Она открыла хлипкую дверцу встроенного в стену шкафа и осмотрела запасы – масла подсолнечного на донышке, банка соли, полпачки макарон, гречка, две луковицы и полупустая бутылка кетчупа. Почти все продукты Оля забрала. От злости, обиды? Добрее Куропаткиной человека не сыскать. А может, подумала Аля, так проявилась ее, Оли, новая сущность? Как там написал ей этот Духов: кто хочет стать тем, чем он должен быть, тот должен перестать быть тем, что он есть. Эта фраза продолжала ныть в душе, никак не получалось понять ее. Разве все кругом не твердят, что нужно быть собой? Стать собой. Не изменять себе? Аля взяла кастрюлю, засунула в нее пакет макарон, соль, прихватила дуршлаг и направилась в общую кухню.

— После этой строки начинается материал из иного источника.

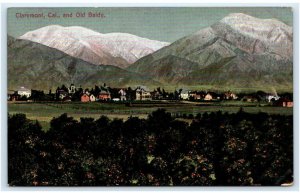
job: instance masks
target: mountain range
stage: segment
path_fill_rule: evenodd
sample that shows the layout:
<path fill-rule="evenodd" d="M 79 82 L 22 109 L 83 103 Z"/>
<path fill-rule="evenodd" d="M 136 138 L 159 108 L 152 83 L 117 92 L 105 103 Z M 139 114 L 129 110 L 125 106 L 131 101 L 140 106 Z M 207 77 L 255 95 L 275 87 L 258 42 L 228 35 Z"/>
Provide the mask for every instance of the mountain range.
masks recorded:
<path fill-rule="evenodd" d="M 46 26 L 8 41 L 9 87 L 145 85 L 293 90 L 293 29 L 233 13 L 171 44 L 83 27 Z"/>
<path fill-rule="evenodd" d="M 292 90 L 292 27 L 230 14 L 127 68 L 163 84 Z"/>
<path fill-rule="evenodd" d="M 94 65 L 54 48 L 28 40 L 8 37 L 8 89 L 20 86 L 45 90 L 65 84 L 83 88 L 94 85 L 127 87 L 157 85 L 140 74 L 110 65 Z"/>
<path fill-rule="evenodd" d="M 136 60 L 169 45 L 127 33 L 101 34 L 79 27 L 50 25 L 29 31 L 19 39 L 56 48 L 91 64 L 125 68 Z"/>

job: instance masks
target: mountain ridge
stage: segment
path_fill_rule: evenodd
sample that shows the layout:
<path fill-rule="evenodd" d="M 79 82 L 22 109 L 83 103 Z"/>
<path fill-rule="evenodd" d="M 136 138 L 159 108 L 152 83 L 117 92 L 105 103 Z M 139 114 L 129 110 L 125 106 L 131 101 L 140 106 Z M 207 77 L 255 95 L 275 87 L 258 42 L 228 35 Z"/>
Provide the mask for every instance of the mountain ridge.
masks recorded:
<path fill-rule="evenodd" d="M 121 68 L 169 44 L 128 33 L 101 34 L 80 26 L 60 25 L 29 31 L 19 39 L 56 48 L 92 64 Z"/>
<path fill-rule="evenodd" d="M 139 59 L 127 69 L 153 76 L 164 84 L 292 90 L 292 37 L 292 27 L 280 21 L 234 13 Z M 187 66 L 193 66 L 193 72 L 166 61 L 169 55 L 184 59 Z M 165 66 L 183 73 L 178 76 Z"/>
<path fill-rule="evenodd" d="M 71 83 L 83 88 L 106 83 L 124 87 L 159 85 L 151 78 L 115 66 L 90 64 L 57 49 L 29 40 L 8 37 L 8 89 L 56 89 Z"/>

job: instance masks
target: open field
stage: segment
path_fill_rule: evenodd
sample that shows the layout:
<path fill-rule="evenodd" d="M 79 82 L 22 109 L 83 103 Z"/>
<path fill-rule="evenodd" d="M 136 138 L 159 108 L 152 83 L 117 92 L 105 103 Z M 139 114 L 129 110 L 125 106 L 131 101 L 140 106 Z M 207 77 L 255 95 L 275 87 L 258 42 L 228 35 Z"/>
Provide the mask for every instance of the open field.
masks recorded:
<path fill-rule="evenodd" d="M 18 102 L 8 103 L 8 112 L 10 114 L 23 113 L 31 120 L 38 120 L 44 129 L 49 127 L 53 117 L 58 117 L 63 113 L 79 120 L 80 117 L 99 118 L 105 115 L 110 119 L 120 118 L 127 119 L 129 116 L 138 116 L 146 118 L 148 114 L 158 108 L 164 108 L 172 115 L 196 115 L 204 112 L 223 111 L 235 113 L 241 107 L 245 112 L 258 113 L 266 112 L 270 114 L 291 115 L 293 108 L 272 107 L 265 104 L 246 103 L 241 101 L 224 101 L 224 102 L 148 102 L 133 103 L 132 106 L 126 106 L 124 103 L 81 103 L 81 102 Z"/>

Четыре плиты, две раковины, стол на пляшущих ножках, голая, но очень яркая лампочка, темное окно без штор, за ним луна меж двух высотных домов. Двое парней, по виду первокурсники, жарили яичницу. Толстая девушка в очках и очень тесных спортивных штанах варила картошку и нарочито не смотрела (смотрела во все глаза) на ребят. Они ее не замечали, с жаром обсуждали какие-то волны. Ожидая, пока закипит вода, Аля высунулась в окно – воздух был теплый, ласковый, луна висела почти полная. На карнизе третьего этажа у водосточной трубы сидел, притворившись барельефом, один из котов комендантши и смотрел в весеннюю ночь. Подсохшая кровавая мозоль на пятке больно натянулась. Может, сходить к Кире и Тропику и попросить пластырь?


Немного погодя у себя в комнате она переложила макароны на тарелку – настольная лампа подсветила дымок, и тот заструился под темный потолок. Без Куропаткиной комната казалась большой и безжизненной. Почему Оля так обиделась? Духов не ее парень, а всего лишь кумир, божок. Или, может, ее расстроило то, что кумир оказался обычным бабником? Аля попыталась припомнить, что Куропаткина говорила о Духове. Начиная с сентября та без конца щебетала об этом актере, но Аля обычно ее не слушала. Так ничего и не вспомнилось.

Выдавив последние капли кетчупа, Аля съела нехитрый ужин. Сдвинув тарелку, достала папку с листами курсовой. Раскрыла тетрадь с записями. «Успеху дела главным образом способствовало то обстоятельство, что в Москве Прохоровым совсем не было конкуренции: все ситценабивные фабрики после нашествия французов находились в полном разрушении». Ее курсовая была посвящена текстильному производству в Москве в девятнадцатом веке. Фабрики. Ткани. Станки. Организация работы. Сбыт. Аля зевнула. Посмотрела в окно – темнота, деревья очеловечились и вовсю махали руками-ветками. Хотели что-то сказать, но не умели. В темноте показалось, что их не жиденькая стайка, а лес, которого Аля до сих пор страшилась: после того случая в школьном походе были и другие, и всегда в лесу. Нет, не сегодня. Закрыла тетрадь, поднялась, вышла из комнаты и через пять минут – два пролета лестницы бегом – уже стучалась к Кире и Тропику.


Тропик – мулат, полный, с атласной кожей цвета светлого кофе, пухлыми губами и веселыми крупными глазами – как раз готовил ужин. Обрадовался, потянулся обниматься:

– Алька, привет! Где пропадала? Давно тебя не видел.

От кожи Тропика остро пахло смесью гвоздики, душистого перца, базилика и цитрусовых. Его мать была из Владимира, а отец – из маленькой страны в Африке. Сам Тропик вырос во Владимире, а теперь каждый год ездил на месяц в Африку. Все звали его Тропиком, хотя имя у него было вполне русское – Паша. По вечерам он носил африканские балахоны-халаты, а с утра надевал классический костюм и белую рубашку. Сейчас на Тропике колыхался длинный желтый балахон-платье с рисунком на груди из несуществующих, как думалось Але, фруктов.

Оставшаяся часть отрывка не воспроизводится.